We’re facing a new generation of trans kids who are changing the shape of society, one by one, and those children have the most supportive generation of parents yet. In part, that’s due to increased visibility in the transgender community, but a huge component of that takes place within the framework of digital activism. A.J.’s mother couldn’t have found resources without the Internet, which proved to be incredibly valuable when she was struggling for an answer to what was tormenting her daughter.
She wouldn’t have been able to seek out information about what other parents of trans children are doing and how they’re coping with issues like coming out in school, seeking treatment, and helping their children deal with cruel comments and social isolation. The Internet proves to be an invaluable resource when it comes to education for parents of trans children looking for advice from other parents as well as trans people themselves talking about transition, acceptance, and living their lives.
Digital activism has become a huge and important tool in the trans toolbox. As a trans teen growing up in a rural area in the era of dialup, almost no resources were available to me, and I wouldn’t have even begun to know how to search for them even if they were out there. Now, trans children and teens, as well as their parents, have a wealth of material at their fingertips and can enter a world where trans people are out, proud, and active.
Janet Mock’s #girlslikeus hashtag explores identity and gender for trans women, while model Carmen Carrera is turning heads and challenging Katie Couric when she makes incredibly inappropriate comments about genitals. Private Chelsea Manning’s case is a matter of fascinated discussion and commentary in the media, while Lana Wachowski’s very public transition provided yet another point of reference for a cis public. The trans community here, it’s not going away, and it’s playing a vital role in digital environments.
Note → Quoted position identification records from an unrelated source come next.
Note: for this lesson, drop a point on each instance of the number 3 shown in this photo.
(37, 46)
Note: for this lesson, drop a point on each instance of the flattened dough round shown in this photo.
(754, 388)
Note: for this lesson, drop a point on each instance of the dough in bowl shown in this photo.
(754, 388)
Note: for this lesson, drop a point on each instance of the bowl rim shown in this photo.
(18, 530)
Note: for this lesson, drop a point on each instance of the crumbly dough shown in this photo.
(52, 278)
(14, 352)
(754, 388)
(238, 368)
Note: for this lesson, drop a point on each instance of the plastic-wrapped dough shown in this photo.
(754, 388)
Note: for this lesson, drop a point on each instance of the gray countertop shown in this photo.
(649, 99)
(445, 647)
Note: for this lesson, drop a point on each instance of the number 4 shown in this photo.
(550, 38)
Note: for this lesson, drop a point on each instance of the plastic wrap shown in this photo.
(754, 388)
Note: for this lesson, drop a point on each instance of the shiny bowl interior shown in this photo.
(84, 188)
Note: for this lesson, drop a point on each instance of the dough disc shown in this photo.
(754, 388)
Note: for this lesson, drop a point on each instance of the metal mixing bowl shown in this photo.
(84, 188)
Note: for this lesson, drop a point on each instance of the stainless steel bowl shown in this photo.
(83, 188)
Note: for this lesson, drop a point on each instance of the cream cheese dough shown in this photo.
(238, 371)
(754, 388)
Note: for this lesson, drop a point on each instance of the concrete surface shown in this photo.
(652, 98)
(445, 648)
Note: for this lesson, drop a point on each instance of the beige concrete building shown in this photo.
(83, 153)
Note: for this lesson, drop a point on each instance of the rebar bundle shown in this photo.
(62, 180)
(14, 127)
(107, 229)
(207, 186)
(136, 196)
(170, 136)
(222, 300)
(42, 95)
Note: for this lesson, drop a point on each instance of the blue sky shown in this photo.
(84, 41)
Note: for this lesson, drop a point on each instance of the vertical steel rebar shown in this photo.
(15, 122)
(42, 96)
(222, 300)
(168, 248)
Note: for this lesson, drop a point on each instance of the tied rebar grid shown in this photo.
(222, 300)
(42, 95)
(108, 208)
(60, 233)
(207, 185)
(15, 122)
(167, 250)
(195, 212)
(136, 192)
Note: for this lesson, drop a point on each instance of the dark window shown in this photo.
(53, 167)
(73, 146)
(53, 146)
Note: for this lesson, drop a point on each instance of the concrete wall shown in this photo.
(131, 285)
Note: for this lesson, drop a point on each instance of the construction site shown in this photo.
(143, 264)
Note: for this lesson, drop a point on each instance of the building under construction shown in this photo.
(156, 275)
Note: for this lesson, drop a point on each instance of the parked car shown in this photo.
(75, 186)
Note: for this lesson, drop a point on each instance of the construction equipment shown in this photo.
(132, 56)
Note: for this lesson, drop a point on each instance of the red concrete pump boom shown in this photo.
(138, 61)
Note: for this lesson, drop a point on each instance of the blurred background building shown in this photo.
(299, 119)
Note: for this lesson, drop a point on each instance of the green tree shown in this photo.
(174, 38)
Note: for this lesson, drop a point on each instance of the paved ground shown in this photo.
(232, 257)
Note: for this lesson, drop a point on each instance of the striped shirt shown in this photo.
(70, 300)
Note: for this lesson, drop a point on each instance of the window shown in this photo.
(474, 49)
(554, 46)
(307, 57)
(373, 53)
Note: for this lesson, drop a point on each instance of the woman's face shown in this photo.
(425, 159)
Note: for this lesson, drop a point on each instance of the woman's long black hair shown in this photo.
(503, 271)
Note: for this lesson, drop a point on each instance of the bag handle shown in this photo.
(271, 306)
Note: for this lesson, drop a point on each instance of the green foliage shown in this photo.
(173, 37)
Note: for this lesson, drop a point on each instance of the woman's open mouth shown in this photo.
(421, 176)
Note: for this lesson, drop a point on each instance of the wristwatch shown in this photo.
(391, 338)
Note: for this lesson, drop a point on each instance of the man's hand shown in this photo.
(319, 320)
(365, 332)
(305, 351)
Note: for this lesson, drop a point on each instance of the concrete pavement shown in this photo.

A.J.’s mother’s willingness to seek out that information and embrace her daughter as she was, rather than who she wanted A.J. to be, was a testimony to some important social shifts.
When a Southern Baptist Republican can fiercely advocate for a transgender child, something is changing. The isolating social attitudes that have been used to exclude and marginalize the transgender community are starting to crumble, though the movement has a long way to go. Laverne Cox and Janet Mock are living very active and public lives, challenging norms about what it means to be transgender. Trans kids are asserting the right to join sports teams and use the right bathroom in multiple states.
And children like A.J. are showing that sometimes, the best way to teach tolerance is simply to exist. While trans people don’t owe a debt of education to the cis community, it’s striking that as trans visibility increases, so does tolerance—transphobia and hatred of the trans community stem, in part, from a refusal to interact with trans people, to learn more about what it means to be transgender. A.J.’s parents aren’t “pushing a liberal agenda,” as her mother puts it—they still retain very conservative values and attitudes.
But they do believe, now that they’ve interacted with their daughter and met the larger trans community, that: “There is a profound difference between wanting to be something in imaginary play and in declaring who you are insistently, consistently and persistently. Those are three markers that set transgender children apart, and my daughter displayed all of them.”
For children like A.J., we are living in a new and wildly different landscape. Every story like hers gives me hope for this generation and the ones to come, and it highlights the value of trans visibility in the social landscape, on social networks, and across the digital world. What would have happened if her mother, seeking out information, had found nothing? How would A.J.’s life have turned out in a world without transness at the digital frontier?
S.E. Smith is a writer, agitator, and commentator based in Northern California. Ou focuses on social issues, particularly gender, prison reform, disability rights, environmental justice, queerness, class, and the intersections thereof, and has a special interest in rural subjects.